Table of Contents for Regular Expressions Tutorial
Introduction to Regular Expressions
The Find Function
Multiplying Operators ?+*
Matching Non-standard Characters
Using Anchors
Using Substitutions
Useful Regular Expressions for eBook Formatting

Introduction to Regular Expressions

When working with large amounts of text, such as the XHTML code for an eBook, it is advantageous to use regular expressions. Perhaps you are familiar with wildcards, such as searching for "*.jpg" to find all JPEGs in one directory. The "*" indicates any characters and the ".jpg" refers specifically to the extension ".jpg". Essentially, regular expressions are a more sophisticated system of wildcards that are utilized for locating and manipulating text strings.

A regular expression, or a "regex", can be utilized by programmers and web administrators when working with large amounts of complex data. Regular expressions can become very complicated, but this guide will cover the basic ways to have regular expressions assist you in formatting your eBook.
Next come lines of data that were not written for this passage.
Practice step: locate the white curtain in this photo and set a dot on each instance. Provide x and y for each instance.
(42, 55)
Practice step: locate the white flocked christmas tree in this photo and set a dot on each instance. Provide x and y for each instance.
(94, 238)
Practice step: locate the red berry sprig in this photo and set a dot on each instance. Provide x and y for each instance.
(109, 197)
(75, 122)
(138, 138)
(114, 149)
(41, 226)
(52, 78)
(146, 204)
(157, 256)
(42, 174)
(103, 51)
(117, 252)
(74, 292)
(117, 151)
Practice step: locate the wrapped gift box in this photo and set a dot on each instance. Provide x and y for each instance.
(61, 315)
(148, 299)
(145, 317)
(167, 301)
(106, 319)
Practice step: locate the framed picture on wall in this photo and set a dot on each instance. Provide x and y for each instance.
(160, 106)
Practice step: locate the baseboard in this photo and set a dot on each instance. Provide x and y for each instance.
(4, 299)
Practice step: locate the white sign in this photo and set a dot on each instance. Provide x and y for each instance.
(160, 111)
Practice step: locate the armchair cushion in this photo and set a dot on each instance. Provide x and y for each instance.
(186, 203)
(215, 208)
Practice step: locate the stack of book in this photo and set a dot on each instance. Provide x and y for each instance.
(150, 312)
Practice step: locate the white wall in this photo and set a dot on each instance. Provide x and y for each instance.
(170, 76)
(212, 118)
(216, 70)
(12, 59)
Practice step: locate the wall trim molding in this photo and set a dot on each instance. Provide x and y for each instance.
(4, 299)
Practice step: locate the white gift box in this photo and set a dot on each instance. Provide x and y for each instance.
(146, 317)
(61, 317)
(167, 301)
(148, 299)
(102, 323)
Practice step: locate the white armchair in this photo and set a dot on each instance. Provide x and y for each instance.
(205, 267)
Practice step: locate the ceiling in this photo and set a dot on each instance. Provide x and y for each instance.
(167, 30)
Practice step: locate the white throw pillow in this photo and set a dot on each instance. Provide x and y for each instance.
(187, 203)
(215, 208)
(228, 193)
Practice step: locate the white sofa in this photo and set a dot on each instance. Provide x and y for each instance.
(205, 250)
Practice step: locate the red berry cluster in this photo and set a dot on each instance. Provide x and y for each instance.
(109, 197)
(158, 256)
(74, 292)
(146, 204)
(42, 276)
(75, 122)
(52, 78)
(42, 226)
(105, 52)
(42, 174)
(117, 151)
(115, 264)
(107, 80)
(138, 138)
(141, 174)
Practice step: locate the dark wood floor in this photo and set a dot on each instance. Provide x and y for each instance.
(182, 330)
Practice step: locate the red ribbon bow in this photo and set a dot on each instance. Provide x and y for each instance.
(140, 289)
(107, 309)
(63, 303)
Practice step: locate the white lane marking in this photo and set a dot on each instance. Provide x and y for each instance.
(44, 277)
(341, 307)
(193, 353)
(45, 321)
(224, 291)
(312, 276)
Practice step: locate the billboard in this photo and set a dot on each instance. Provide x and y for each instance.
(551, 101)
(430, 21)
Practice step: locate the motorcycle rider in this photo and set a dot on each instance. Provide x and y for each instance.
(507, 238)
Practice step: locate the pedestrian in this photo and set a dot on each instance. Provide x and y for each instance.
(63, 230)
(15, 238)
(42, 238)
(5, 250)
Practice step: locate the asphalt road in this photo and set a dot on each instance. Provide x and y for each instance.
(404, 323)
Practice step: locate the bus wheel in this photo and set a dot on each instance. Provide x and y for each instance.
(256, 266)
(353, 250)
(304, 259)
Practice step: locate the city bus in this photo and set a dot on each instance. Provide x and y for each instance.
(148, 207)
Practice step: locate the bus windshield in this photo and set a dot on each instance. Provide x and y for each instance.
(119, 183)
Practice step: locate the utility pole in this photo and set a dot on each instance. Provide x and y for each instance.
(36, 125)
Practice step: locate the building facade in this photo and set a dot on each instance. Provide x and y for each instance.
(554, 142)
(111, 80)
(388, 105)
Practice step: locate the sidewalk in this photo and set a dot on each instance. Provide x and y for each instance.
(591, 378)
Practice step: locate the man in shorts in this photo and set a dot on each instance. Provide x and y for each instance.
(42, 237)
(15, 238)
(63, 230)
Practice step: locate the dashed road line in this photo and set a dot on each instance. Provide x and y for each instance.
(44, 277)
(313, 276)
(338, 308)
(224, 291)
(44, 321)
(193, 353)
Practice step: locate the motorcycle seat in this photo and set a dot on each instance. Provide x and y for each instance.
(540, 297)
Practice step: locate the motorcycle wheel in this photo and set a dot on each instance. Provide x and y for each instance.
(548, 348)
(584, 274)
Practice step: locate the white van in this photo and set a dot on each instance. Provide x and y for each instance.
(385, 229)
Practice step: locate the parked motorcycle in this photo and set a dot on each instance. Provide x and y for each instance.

Important Note: For this tutorial, quotes are wrapped around what you should type in the Find or Replace window. As an example, if the guide asks you to type "something" in the Find window, it would look as follows in your text editor:

The Find Window in Notepad++

The Find Function

Normally when you use the Find function (Ctrl-F), you type in a character or word in the Find window and click Find Next. The text editor then goes through the document looking for exactly what you typed into the Find window.

For example, you have the following text document on one line in your text editor:

Typical Text Editor Layout

Hypothetically, you want to search for the letter "p". You type "p", without the quotes, in the find window. Click Find Next, and it cycles through all the p's, selecting them one-by-one as indicated with the underlined text below:

While useful, you want to go beyond this simple type of finding and to manipulate complicated strings of text.

Multiplying Operators ?+*

Multiplying operators are special characters reserved in regular expressions that provide instructions to the Find function as it searches for the text. You can utilize multiplying operators to find zero, one, or more of any character.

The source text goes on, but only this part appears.